A bit of a nothing day

Yesterday was a bit of a nothing day - an afternoon of butterfly paperwork - and Captain B was stuck in a traffic jam for ages.

I felt a bit depressed, which I rarely do these days. Though Bea has cheered me up by offering to go through my talk with me on the phone. We will use the blog version.

I talked to Audrey and to Richard.  It rained a little bit in the afternoon.  I am still resting a lot - not much option, though the knees are slightly better.   I was reading a new (to me) biography of Jean Rhys.  "The Blue Hour" by Lillian Pizzichini.

When I was a child, Jean was living in Cornwall.  She would have been about the age I am now, so we were  in Cornwall together, but at the opposite ends of our life.  It was a place of magical holidays for us, as for some years my granny had a house at Praa Sands - now one of the foremost surfing beaches - then wild and empty.

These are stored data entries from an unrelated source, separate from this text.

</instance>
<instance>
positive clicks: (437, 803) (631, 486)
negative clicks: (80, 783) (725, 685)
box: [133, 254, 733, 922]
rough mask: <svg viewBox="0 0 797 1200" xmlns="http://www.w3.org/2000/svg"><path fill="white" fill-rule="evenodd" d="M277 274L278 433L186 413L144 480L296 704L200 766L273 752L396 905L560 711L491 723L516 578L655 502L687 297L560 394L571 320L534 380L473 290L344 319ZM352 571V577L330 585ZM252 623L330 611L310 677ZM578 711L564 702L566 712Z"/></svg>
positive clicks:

How differently we saw it all.  Jean Rhys at the end of her life, me at the beginning of mine.  This is a little poem I wrote about it years ago, probably after I read the Carol Angier biography.

by me 

I can’t believe Jean
That you and I
Were in Cornwall together
You write of freezing March weather
I remember only sun.

Of course we were never there in March.   But Cornwall set the standard for the seaside for me - rocky cliffs with sea pinks growing on every ledge, wild seas, empty sandy beaches, with rock pools full of anemones.   It was a place full of wonder and fascination and danger.    

We live now in a flat, neat, municipal seaside, but it is still an amazing thing to have the sea coming and going and surging and roaring just outside the window, and to see the enormous Sussex skies, deep blue with high fluffy white cloud in summer, and to see "the red wing" of the sun rising above the Channel in the winter mornings.  I was on the balcony studying after lunch. The sky was a perfect blue with one enormous dramatic swathe of white cloud - it was all racked up towards one end, and fat and fluffy at the other (like the best sort of cat). And the Channel underneath was a deeper more sombre blue - but it was covered in sun sparkles, so much so that it was almost white in parts.

The creation tells us so clearly about its Creator, Jehovah of armies.  I hope to be speaking about the importance of sanctifying, or hallowing, His name, at the meeting tonight, as I talk about the importance of making it known.